How is it calculated? The ECD index has three components (see photo below). The first attempts to put SAT scores in context using the 25th, 50th, and 75th percentile of SAT scores from the student’s high school (3-year average). The second includes information on the high school, including senior class size; percentage of students who meet federal eligibility criteria for free and reduced-price lunch; rurality/urbanicity; and average first-year SAT score of colleges students from that high school attend, the percentage of seniors taking an AP Exam, average number of AP Exams taken, average AP score from that high school, and the number of unique AP Exams administered at that high school (3-year average).
Finally, the score considers contextual data on the neighborhood and high school environment, measuring both the neighborhood and high school environment that the student comes from. This information includes Median Income & Poverty, Single Parent Households percentage, Education Levels, Housing Statistics, and FBI Crime Statistics, and is calculated using data drawn from a combination of publicly available sources (e.g., NCES and U.S. Census Bureau), and aggregated College Board data. The neighborhood and high school measures are rated on a nationally normed scale between 1 and 100. The two scores are averaged to get the ECD index score, with 1 indicating low “adversity” and 100 meaning the most.
Every student in the same neighborhood gets the same score, and every student in the same school gets the same score. However, the Dashboard and resulting index are currently only visible to colleges.
Even though race is not a factor in the formula, colleges using it report that students with higher index scores are “more likely to be students of color” (John Barnhill, Florida State University’s assistant vice president for academic affairs). Proponents of the new index hope it will help colleges find “diamonds in the rough”, recognizing students relative achievement and potential for future success, instead of expecting all students to reach the same bar.
The index is not without its critics, including FairTest.org, with many questioning the need for a tool that runs the risk of being taken at face value without individual context. “Promotion of ‘adversity scores’ is the latest attempt by the College Board to defend the SAT against increasingly well-documented critiques of the negative consequences of relying on admissions test results,” according to Robert Schaeffer, Public Education Director of the National Center for Fair & Open Testing (FairTest). Others add, “If the score on your standardized test requires a separate algorithm to determine if the score is actually a valid measure of ability, then perhaps it’s time to fix the test itself rather than contextualize its scores.”
College admissions staff already work hard to understand a student within the context and environment they come from and their evaluations often use more nuanced information than a standardized score can offer. However, colleges that are currently using the score appreciate its ability to bring certain students to their attention that might otherwise have been missed.
David Coleman from the College Board responded to criticism about the new score and to the inherent flaws in the calculations. “The score is a measure of your achievement but it doesn’t measure what you’ve overcome and the situation you have achieved that in. How resourceful are you and have you done more with less?” But even David Coleman agrees that the Environmental Context score is not a measure of individual adversity, as students in affluent zip codes may have overcome plenty of academic and personal obstacles; likewise, students from low socioeconomic backgrounds may have received scholarships to attend a school with a “low adversity” score.
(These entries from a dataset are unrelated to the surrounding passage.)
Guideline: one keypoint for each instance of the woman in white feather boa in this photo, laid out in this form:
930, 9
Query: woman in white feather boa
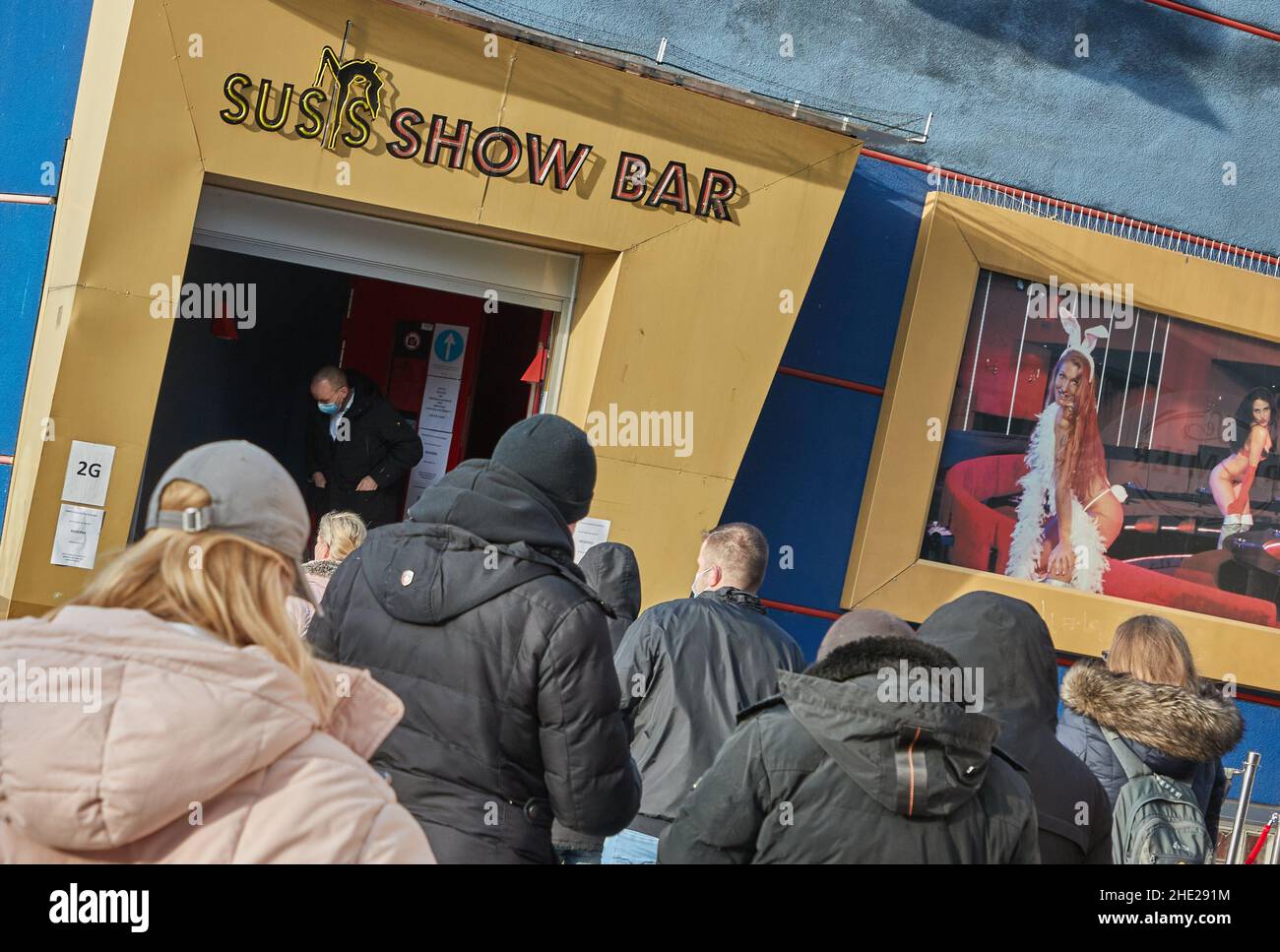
1069, 512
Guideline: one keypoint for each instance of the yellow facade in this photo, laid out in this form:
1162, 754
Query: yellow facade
958, 238
674, 311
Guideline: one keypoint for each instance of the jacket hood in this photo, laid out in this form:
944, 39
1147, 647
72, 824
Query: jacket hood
477, 534
1172, 721
914, 758
164, 718
612, 570
1009, 640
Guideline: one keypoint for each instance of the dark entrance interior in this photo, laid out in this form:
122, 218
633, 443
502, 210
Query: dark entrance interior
248, 379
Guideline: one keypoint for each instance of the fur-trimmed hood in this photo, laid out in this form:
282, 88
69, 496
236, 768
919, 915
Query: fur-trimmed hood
914, 758
1169, 720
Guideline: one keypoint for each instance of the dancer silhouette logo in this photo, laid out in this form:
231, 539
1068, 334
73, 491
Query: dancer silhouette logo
346, 100
350, 77
353, 97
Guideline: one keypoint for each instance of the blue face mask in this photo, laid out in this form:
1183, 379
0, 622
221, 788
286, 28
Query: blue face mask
329, 409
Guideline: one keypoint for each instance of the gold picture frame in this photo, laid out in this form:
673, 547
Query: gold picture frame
958, 239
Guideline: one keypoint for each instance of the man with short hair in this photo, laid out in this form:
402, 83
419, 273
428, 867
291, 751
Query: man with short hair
358, 447
686, 669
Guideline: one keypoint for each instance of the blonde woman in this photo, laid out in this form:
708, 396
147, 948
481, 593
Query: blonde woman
197, 727
1148, 691
337, 537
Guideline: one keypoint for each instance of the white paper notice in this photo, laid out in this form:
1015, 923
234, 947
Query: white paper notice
447, 349
76, 538
89, 471
439, 405
430, 469
587, 534
439, 409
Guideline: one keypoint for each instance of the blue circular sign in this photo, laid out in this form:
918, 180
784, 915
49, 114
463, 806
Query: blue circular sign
448, 346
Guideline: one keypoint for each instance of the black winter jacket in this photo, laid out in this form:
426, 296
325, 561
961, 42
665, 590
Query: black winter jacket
379, 444
828, 772
612, 571
1173, 730
686, 669
1009, 643
475, 614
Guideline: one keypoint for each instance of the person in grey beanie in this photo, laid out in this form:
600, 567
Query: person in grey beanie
863, 623
475, 614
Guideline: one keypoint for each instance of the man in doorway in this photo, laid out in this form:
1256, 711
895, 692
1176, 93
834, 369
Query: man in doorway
358, 447
686, 669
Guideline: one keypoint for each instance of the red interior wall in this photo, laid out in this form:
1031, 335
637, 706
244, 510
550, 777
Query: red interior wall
369, 338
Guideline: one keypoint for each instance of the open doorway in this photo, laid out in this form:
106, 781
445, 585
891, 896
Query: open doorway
459, 367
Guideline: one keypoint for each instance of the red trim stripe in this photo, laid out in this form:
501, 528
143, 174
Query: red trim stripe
1215, 18
833, 381
800, 609
1119, 221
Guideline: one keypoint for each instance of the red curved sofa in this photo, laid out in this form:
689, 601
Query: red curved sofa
978, 530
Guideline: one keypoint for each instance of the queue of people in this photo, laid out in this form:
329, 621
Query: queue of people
455, 687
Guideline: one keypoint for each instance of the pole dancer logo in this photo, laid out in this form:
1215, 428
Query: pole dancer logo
346, 76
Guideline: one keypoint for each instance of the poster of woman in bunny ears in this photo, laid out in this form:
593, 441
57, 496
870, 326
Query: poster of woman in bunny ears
1069, 513
1108, 448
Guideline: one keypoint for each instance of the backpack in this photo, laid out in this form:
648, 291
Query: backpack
1156, 818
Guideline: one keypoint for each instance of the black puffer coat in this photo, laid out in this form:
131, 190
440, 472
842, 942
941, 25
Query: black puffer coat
612, 571
687, 668
1009, 643
475, 614
1173, 730
379, 444
832, 773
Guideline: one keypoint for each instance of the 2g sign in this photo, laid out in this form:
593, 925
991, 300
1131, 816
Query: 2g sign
89, 473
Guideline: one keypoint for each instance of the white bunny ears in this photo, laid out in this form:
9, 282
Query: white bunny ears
1074, 342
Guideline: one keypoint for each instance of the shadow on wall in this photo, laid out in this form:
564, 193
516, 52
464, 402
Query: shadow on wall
1159, 55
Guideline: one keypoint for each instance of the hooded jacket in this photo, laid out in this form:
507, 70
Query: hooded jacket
475, 614
379, 444
837, 771
612, 571
1176, 732
686, 669
183, 748
1007, 641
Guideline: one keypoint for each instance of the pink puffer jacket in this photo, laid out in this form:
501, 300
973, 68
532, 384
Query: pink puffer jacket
187, 750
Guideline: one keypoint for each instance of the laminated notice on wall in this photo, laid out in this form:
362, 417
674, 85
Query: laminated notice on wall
587, 534
76, 537
89, 473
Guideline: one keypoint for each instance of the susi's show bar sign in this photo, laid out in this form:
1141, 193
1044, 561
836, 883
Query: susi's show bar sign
494, 152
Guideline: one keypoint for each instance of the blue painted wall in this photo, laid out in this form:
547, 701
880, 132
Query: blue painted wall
47, 41
1142, 127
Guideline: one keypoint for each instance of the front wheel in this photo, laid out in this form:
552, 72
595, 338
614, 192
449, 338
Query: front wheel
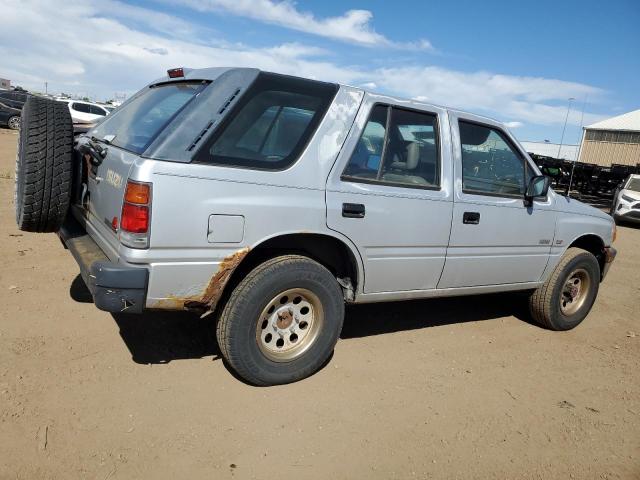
566, 298
282, 321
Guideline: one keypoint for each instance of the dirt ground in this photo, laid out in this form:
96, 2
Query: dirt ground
453, 388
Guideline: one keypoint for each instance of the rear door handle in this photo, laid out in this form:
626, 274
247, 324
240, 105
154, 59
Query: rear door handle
471, 218
353, 210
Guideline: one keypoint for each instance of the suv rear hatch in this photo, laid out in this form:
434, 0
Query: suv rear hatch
120, 140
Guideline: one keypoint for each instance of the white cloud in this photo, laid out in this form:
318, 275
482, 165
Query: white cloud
42, 42
354, 26
508, 95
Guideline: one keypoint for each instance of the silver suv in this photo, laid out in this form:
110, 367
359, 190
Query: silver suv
270, 201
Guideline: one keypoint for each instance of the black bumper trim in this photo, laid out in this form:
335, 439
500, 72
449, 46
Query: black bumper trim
114, 287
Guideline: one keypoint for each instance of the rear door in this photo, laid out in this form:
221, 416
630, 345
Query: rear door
390, 193
495, 238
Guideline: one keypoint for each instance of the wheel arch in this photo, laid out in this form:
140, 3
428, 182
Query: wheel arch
594, 244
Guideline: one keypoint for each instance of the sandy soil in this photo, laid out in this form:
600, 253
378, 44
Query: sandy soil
458, 388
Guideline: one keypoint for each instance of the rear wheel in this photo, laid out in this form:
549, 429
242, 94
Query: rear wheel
43, 165
14, 122
282, 321
566, 298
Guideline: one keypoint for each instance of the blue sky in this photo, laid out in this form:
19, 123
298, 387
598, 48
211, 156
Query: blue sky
515, 61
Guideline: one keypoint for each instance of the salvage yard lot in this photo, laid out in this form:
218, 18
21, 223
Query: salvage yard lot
447, 388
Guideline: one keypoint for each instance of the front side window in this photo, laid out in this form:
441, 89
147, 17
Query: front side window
134, 126
271, 124
397, 146
490, 165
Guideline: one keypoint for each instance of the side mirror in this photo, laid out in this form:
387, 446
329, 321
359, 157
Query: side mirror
538, 188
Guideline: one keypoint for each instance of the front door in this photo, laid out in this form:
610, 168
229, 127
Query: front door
390, 193
495, 238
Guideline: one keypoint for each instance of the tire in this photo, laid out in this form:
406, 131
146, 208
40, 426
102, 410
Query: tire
43, 165
14, 122
247, 320
561, 303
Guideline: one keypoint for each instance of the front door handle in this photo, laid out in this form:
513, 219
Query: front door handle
471, 218
353, 210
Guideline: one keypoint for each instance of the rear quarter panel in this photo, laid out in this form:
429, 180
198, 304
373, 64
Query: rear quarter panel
181, 260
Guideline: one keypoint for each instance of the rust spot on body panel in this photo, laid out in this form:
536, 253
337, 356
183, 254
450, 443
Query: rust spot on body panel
209, 298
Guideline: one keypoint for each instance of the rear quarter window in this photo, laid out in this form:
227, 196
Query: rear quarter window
271, 124
135, 125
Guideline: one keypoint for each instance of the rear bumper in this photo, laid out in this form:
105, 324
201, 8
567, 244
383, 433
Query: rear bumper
114, 287
609, 256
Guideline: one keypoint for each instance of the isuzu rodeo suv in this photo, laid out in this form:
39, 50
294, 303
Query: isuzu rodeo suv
270, 201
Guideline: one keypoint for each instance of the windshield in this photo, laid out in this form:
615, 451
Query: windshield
135, 125
634, 184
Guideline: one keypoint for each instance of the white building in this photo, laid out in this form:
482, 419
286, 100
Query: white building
615, 140
547, 149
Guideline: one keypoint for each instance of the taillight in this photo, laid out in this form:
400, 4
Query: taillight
136, 215
135, 218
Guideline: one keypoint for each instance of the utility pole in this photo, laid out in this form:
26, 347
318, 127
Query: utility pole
565, 125
573, 167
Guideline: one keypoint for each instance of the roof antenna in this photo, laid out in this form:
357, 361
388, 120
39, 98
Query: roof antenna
573, 167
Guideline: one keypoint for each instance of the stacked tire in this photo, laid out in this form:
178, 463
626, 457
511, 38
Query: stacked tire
43, 165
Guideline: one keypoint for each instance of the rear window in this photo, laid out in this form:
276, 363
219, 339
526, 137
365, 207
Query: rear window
135, 125
271, 124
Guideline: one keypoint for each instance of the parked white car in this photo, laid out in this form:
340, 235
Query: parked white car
85, 112
270, 201
626, 203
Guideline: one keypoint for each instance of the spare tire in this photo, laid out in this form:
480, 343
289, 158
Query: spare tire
43, 165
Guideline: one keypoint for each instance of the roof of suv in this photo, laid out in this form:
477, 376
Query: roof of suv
213, 73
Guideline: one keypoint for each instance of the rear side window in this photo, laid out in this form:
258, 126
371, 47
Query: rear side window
271, 124
135, 125
490, 163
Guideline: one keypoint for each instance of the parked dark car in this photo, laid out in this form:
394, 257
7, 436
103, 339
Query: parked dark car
11, 103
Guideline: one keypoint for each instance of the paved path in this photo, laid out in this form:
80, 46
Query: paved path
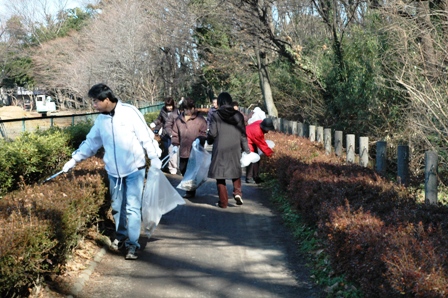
200, 250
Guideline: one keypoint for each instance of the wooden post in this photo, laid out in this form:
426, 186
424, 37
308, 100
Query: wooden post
320, 135
350, 148
403, 165
327, 140
276, 123
294, 128
306, 130
312, 133
281, 125
381, 155
364, 151
300, 129
338, 142
431, 170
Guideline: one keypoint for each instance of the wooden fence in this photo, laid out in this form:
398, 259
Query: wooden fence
357, 151
11, 128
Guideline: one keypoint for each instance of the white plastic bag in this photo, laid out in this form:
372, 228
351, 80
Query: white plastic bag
159, 198
271, 145
247, 159
197, 168
257, 115
208, 147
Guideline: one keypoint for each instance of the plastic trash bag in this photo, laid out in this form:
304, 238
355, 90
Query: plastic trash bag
247, 159
271, 145
257, 115
159, 198
197, 168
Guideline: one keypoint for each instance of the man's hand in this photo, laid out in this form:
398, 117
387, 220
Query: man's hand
157, 163
69, 165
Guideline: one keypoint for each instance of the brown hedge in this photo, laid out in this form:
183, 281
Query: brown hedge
377, 234
40, 224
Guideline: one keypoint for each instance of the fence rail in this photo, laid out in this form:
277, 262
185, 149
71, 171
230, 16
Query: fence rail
12, 128
360, 153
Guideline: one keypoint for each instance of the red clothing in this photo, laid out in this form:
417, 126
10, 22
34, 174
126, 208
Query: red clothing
255, 139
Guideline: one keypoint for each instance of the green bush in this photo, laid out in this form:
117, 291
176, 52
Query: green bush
31, 156
77, 133
42, 223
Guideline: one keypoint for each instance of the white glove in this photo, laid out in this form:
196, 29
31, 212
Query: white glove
156, 163
159, 152
69, 165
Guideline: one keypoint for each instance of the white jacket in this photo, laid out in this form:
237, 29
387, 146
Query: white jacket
125, 137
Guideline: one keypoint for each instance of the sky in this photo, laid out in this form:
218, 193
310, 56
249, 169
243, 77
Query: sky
53, 5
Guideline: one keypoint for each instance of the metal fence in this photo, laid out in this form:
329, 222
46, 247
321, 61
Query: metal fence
11, 128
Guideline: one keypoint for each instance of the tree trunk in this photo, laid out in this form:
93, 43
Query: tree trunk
265, 83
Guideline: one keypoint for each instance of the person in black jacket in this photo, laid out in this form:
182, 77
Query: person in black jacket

The ACT, while admiring (the SAT’s) good intentions, announced the organization does not think it is a good idea. Michael Roorda (the ACT’s CEO) commented, “Scores that affect students’ futures require transparency, validity, and fairness. The algorithm and research behind this adversity score have not been published. It is basically a black box….and is another example of not being transparent.” He goes on to state what we are all thinking, “If parents, teachers, and counselors know test scores will be re-equated for adversity, some will attempt to manipulate and game the system. That is easy: You can use an address of someone you know who is living in a poor neighborhood or report lower family income.”
Most people agree that students who have faced adversity should be acknowledged for their achievements in context. Those taking the SAT will have to trust (hope) that the data is used not as an unfailing numerical piece of information, but as a possible sign that admissions staff should look deeper into a student’s background when viewing their accomplishments. It remains to be seen if the SAT’s new college offering is the right tool to help, and if it can do so without creating more unscrupulous opportunities.